Subsequent sentences: Define abbreviations, explain symbols, state sample sizes.
Statistical details: Note the test used and significance threshold.
Format: "Figure {N}. {Caption text}" -- no bold, no title case.
Example:
Figure 1. Receiver operating characteristic curves comparing the diagnostic performance of
the multi-agent pipeline (blue) and single-agent baseline (orange) for identifying incorrect
Anki flashcard content. The area under the curve was 0.92 (95% CI: 0.89-0.95) for the
multi-agent pipeline and 0.84 (95% CI: 0.80-0.88) for the single-agent baseline (DeLong
test, p = 0.003).

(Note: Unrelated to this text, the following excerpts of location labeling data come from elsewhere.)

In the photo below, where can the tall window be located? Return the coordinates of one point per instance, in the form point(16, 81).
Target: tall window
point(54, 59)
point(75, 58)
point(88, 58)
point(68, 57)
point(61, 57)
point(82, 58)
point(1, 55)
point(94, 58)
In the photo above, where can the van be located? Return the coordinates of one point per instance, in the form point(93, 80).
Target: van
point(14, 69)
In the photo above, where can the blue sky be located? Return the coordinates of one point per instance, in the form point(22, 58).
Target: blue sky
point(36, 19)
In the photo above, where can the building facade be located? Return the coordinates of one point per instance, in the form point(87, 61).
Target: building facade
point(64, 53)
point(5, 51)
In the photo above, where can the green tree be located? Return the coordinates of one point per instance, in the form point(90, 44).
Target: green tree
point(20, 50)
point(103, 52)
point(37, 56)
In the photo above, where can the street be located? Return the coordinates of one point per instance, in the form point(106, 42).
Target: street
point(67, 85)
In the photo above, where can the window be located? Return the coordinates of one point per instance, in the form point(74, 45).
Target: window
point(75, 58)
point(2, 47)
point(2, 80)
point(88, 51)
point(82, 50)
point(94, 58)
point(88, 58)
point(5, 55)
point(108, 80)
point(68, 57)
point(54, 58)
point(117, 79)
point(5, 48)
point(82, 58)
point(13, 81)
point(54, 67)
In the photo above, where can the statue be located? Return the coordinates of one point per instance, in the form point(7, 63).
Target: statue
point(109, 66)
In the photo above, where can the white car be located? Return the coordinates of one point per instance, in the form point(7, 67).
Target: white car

The dashed diagonal line represents chance performance.
Skill Interactions
When
Call
Purpose
Need statistical values for plot
/analyze-stats
Get computed values (AUC, CI, p-values)
Flow diagram for manuscript
/write-paper Phase 2
Coordinate with Tables & Figures plan
Caption review
/write-paper Phase 7
Final polish pass
Error Handling
If data is insufficient for the requested figure type, explain what is needed and ask the user.
If a figure exceeds journal dimension limits, resize and report the adjustment.
If text overlaps in the figure, try tight_layout(), reduce font size, or adjust spacing.
Never fabricate data points. If sample data is needed for a template demo, explicitly label it as "example data."
CLI Tools Available
ImageMagick, Ghostscript, FFmpeg are installed and can be used for post-processing:
AI illustration is a supplementary option, not a requirement. Visual abstracts and figures
can be completed without any API key using study figures and free illustration libraries.
If GEMINI_API_KEY is set, the generate_image.py script can generate illustrations:
python ${CLAUDE_SKILL_DIR}/scripts/generate_image.py \
"Clean medical illustration of a CT-guided lung biopsy procedure, \
flat vector style, white background, no text" \
--output output.png --aspect 16:9
Use for: procedural schematics, anatomical illustrations, pipeline diagrams.
Always review AI output against the AI-Generated Figure Warning section above.
If GEMINI_API_KEY is not set, guide the user to free illustration resources:
see ${CLAUDE_SKILL_DIR}/references/medical_illustration_sources.md.
Language
Code and figure text: English
Communication with user: Match user's preferred language
Medical terms: English only
Anti-Hallucination
Never fabricate references. All citations must be verified via /search-lit with confirmed DOI or PMID. Mark unverified references as [UNVERIFIED - NEEDS MANUAL CHECK].
Never invent clinical definitions, diagnostic criteria, or guideline recommendations. If uncertain, flag with [VERIFY] and ask the user.
Never fabricate numerical results — compliance percentages, scores, effect sizes, or sample sizes must come from actual data or analysis output.
If a reporting guideline item, journal policy, or clinical standard is uncertain, state the uncertainty rather than guessing.